What it is not.
What is a DAW?
- Non-linear, non-destructive arrangement of portions of audio clips.
- Tempo and time signature mapping, with editing operations being closely aligned to this map.
- Signal routing
- Audio mixing
- Hosting of plugins
Why write another one?
- Zero time spent 'saving' projects.
- No need to 'save' projects manualy.
- No need for CPU and RAM wasting 'autosave' function.
- In the (unlikely) event of a crash, at most *one* transaction (user action) may be lost, and the project will *not* be invalidated.
- Unlimited undo--potentially going back to the very moment the project was created (state of the template it was based on).

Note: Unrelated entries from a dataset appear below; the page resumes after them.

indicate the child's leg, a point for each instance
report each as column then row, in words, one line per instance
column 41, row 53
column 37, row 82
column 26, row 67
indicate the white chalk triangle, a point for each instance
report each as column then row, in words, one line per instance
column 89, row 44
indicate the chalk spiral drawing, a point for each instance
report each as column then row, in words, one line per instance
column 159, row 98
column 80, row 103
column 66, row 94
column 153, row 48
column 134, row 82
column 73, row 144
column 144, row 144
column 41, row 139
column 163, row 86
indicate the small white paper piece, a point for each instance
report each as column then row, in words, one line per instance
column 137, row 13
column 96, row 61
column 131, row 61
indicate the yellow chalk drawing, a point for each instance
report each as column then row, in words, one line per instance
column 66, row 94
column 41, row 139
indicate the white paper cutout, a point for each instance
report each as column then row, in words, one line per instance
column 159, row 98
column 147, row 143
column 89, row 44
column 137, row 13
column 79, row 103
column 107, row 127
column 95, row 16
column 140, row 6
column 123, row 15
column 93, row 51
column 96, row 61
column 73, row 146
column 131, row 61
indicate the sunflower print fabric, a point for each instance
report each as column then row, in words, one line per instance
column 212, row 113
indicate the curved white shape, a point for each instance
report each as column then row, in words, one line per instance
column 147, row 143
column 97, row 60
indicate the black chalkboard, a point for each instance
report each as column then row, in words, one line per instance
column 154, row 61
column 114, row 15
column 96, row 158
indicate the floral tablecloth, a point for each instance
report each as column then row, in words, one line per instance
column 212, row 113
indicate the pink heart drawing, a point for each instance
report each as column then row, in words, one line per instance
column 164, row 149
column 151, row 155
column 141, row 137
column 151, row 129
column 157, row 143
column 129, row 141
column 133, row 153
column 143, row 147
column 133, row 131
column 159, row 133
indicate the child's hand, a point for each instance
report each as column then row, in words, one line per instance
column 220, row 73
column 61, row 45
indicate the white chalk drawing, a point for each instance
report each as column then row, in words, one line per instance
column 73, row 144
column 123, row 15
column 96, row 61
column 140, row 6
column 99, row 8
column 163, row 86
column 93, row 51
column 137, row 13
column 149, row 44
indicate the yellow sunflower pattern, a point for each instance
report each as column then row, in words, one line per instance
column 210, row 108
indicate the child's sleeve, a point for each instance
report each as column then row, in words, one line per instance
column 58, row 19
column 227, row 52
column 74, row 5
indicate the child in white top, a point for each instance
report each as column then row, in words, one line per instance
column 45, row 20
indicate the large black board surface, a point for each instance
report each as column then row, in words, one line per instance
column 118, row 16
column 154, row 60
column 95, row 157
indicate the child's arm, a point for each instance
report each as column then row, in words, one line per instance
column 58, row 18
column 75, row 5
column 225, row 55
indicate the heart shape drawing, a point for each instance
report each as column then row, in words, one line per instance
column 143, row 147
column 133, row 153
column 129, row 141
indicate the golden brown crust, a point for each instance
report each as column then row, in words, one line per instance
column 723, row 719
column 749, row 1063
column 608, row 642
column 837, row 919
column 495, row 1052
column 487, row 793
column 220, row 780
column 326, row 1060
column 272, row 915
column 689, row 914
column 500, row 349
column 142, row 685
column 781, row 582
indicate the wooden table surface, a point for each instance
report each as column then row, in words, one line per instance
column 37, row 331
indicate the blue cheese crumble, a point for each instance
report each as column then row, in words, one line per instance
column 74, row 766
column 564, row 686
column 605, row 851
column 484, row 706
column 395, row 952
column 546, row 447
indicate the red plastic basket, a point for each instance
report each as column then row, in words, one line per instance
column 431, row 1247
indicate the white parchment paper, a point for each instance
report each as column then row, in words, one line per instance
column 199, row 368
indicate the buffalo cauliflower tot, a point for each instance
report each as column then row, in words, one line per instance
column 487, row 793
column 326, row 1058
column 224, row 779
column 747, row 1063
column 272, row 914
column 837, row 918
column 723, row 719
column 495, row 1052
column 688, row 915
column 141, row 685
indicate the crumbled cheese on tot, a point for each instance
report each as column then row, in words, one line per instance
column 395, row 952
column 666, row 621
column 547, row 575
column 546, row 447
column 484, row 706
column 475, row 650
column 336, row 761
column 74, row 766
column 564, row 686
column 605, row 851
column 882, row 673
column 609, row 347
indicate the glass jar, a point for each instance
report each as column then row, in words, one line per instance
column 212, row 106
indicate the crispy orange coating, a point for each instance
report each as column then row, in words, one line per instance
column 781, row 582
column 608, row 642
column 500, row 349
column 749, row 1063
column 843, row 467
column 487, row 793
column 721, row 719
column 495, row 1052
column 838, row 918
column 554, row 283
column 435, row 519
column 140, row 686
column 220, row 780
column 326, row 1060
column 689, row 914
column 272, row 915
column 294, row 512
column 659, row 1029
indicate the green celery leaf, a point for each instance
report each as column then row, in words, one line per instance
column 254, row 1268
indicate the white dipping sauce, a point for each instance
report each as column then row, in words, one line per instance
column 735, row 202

- Undo history requires no additional RAM.
- Project format is insanely simple and easy to manipulate with sed or awk scripts, should the need arise (see the included `remove-unused-sources` script for an example).
- Tracks and Takes
- Each Track has a number of input and output ports, a name, and any number of attached sequences. All sequences but the current (topmost) are inactive and do not generate sound or accept captures. These sequences are referred to as Takes. Previous takes may be swapped with the current sequence and all takes may be shown on screen at once for easy splicing. Each track can also have any number of Control Sequences attached to it, in which case all control sequences generate control output unless disconnected. The height of a track may be adjusted and a track can be muted, soloed, or record-enabled.
- Regions are the most common object on the timeline. Each region represents a segment of some particular audio file. Waveforms of all regions belonging to the same source are displayed in the same hue. Each region has a normalization value and regions can be selected individually or operated on in groups. Each region has a fade-in and fade-out curve, and when two regions overlap, this constitutes a cross-fade.
- Control Points
- Control points are arbitrarily placed points on a curve (or line) from which continuous control values are interpolated and sent out a JACK port (like a control voltage).
- Time and Tempo Points
- Time and Tempo points control the tempo and meter throughout time. This information is used for drawing the measure lines and snapping to the grid, as well as informing other JACK clients of tempo changes throughout a song.
- Annotation Points
- Cue points are textual markers on the timeline. Common names for cue points include "Verse 1", "Bridge", etc.
- Annotation Regions
- Annotation Regions are annotations with a definite duration. These are useful for representing lyrics or other notes of a timely nature. Each track may have any number of annotation sequences associated with it, and these sequences can contain a free mix of annotation points and annotation regions.